Add sparse tensor allreduce (#22036)
Summary:
Pull Request resolved: https://github.com/pytorch/pytorch/pull/22036
Implemented only on ProcessGroupGloo, as an allgather of metadata
(sparse_dim, dense_dim, and nnz), followed by an allgather of indices,
followed by an allgather of values. Once these operations have
finished, all ranks locally compute a reduction over these sparse
tensors. Works for both CPU and CUDA tensors.

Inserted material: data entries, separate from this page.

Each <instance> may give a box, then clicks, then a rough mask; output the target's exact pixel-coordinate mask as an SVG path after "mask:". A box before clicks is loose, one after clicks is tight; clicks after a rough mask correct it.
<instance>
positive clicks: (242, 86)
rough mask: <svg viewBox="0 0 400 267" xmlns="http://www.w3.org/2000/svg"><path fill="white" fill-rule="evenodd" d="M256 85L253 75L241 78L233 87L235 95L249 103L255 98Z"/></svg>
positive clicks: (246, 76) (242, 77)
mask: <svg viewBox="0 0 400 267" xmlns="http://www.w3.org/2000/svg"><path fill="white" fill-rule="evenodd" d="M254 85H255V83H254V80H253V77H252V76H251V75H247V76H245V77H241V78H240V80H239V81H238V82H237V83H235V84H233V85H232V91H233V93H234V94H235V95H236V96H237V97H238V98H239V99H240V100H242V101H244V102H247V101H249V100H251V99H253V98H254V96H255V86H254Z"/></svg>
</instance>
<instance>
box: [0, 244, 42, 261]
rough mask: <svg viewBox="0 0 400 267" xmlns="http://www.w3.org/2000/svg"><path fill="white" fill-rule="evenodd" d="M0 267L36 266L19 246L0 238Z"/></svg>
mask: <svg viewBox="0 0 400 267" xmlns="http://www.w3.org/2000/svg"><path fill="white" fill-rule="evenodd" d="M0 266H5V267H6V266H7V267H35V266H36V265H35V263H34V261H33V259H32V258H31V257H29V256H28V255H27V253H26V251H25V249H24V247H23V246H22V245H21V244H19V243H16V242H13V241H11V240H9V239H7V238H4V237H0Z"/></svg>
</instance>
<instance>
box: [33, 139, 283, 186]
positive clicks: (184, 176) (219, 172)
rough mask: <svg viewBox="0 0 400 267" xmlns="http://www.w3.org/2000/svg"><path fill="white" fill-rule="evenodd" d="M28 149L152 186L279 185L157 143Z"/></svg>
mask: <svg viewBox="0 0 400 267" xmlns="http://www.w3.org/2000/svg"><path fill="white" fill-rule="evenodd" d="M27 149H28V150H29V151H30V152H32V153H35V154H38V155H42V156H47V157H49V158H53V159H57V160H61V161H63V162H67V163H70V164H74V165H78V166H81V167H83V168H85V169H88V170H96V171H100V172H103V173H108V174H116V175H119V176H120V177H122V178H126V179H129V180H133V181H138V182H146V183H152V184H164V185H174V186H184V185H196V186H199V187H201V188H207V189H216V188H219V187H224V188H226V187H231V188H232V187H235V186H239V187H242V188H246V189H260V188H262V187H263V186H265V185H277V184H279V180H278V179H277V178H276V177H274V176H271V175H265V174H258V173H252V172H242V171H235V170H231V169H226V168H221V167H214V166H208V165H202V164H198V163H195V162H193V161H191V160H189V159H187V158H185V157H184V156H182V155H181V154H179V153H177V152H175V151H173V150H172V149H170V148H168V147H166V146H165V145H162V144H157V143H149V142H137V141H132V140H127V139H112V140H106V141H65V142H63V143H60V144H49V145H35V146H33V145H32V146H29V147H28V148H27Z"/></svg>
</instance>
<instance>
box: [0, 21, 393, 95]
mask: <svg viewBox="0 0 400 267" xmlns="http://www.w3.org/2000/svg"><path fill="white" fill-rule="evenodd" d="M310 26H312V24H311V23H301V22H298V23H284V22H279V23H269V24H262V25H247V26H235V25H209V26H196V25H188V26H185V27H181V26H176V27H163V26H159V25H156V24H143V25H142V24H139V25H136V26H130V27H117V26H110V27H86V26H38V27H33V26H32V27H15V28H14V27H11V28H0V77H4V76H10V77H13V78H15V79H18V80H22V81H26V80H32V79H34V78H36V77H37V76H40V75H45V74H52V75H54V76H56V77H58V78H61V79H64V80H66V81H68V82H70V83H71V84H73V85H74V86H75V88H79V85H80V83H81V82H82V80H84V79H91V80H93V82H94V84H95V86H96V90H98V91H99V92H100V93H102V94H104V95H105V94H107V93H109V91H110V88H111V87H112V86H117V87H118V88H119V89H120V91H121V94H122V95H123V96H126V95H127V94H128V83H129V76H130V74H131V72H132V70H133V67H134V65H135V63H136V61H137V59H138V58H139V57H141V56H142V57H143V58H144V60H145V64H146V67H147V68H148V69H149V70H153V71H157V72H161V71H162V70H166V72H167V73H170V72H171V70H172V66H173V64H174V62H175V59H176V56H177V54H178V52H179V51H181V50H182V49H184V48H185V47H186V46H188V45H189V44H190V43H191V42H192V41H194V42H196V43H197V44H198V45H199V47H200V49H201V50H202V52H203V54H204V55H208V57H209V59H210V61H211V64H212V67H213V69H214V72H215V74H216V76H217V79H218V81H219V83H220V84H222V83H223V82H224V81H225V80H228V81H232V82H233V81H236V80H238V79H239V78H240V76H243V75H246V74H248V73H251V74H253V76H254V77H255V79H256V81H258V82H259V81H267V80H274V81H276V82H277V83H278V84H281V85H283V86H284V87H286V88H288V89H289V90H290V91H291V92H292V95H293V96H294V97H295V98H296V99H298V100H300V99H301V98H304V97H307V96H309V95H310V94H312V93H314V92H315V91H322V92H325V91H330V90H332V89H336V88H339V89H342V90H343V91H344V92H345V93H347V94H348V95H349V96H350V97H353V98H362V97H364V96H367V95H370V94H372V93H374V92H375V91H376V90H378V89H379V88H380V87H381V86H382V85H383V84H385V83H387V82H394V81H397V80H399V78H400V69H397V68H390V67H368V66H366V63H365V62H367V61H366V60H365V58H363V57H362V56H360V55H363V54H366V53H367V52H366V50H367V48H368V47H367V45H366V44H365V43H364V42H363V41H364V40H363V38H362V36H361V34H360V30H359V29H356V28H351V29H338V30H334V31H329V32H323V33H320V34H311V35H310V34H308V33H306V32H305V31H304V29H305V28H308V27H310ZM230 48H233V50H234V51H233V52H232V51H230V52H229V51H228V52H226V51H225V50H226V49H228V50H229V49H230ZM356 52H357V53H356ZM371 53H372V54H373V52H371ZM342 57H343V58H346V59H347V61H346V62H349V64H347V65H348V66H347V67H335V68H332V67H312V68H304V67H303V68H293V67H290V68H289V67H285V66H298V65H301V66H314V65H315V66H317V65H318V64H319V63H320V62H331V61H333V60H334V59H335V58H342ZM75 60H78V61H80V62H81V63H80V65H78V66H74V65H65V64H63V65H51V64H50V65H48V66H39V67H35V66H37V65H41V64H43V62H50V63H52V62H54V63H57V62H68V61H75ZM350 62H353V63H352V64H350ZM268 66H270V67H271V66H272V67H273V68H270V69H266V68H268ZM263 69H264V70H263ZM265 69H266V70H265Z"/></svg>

This surfaced a problem with the existing assumption of only modifying
tensors that are passed at the call site, because for sparse tensors
we don't know the dimensions of the output tensors before we run the
collective. To deal with this unknown, this commit adds a `result`
function to the `c10d::ProcessGroup::Work` class that returns a vector
of tensors.
It's a bit odd to have to retrieve the result through this function
only for operations on sparse tensors. To make this work irrespective
of tensor layout, we can create a follow-up commit to make all in
place operations make their results accessible through this function
as well. This doesn't break any existing contracts but does have the
potential to add interface ambiguity.
This is a resubmission of #19146.
Reviewed By: mrshenli
Differential Revision: D15926384
fbshipit-source-id: b6ee5d81606bfa8ed63c3d63a9e307613491e0ae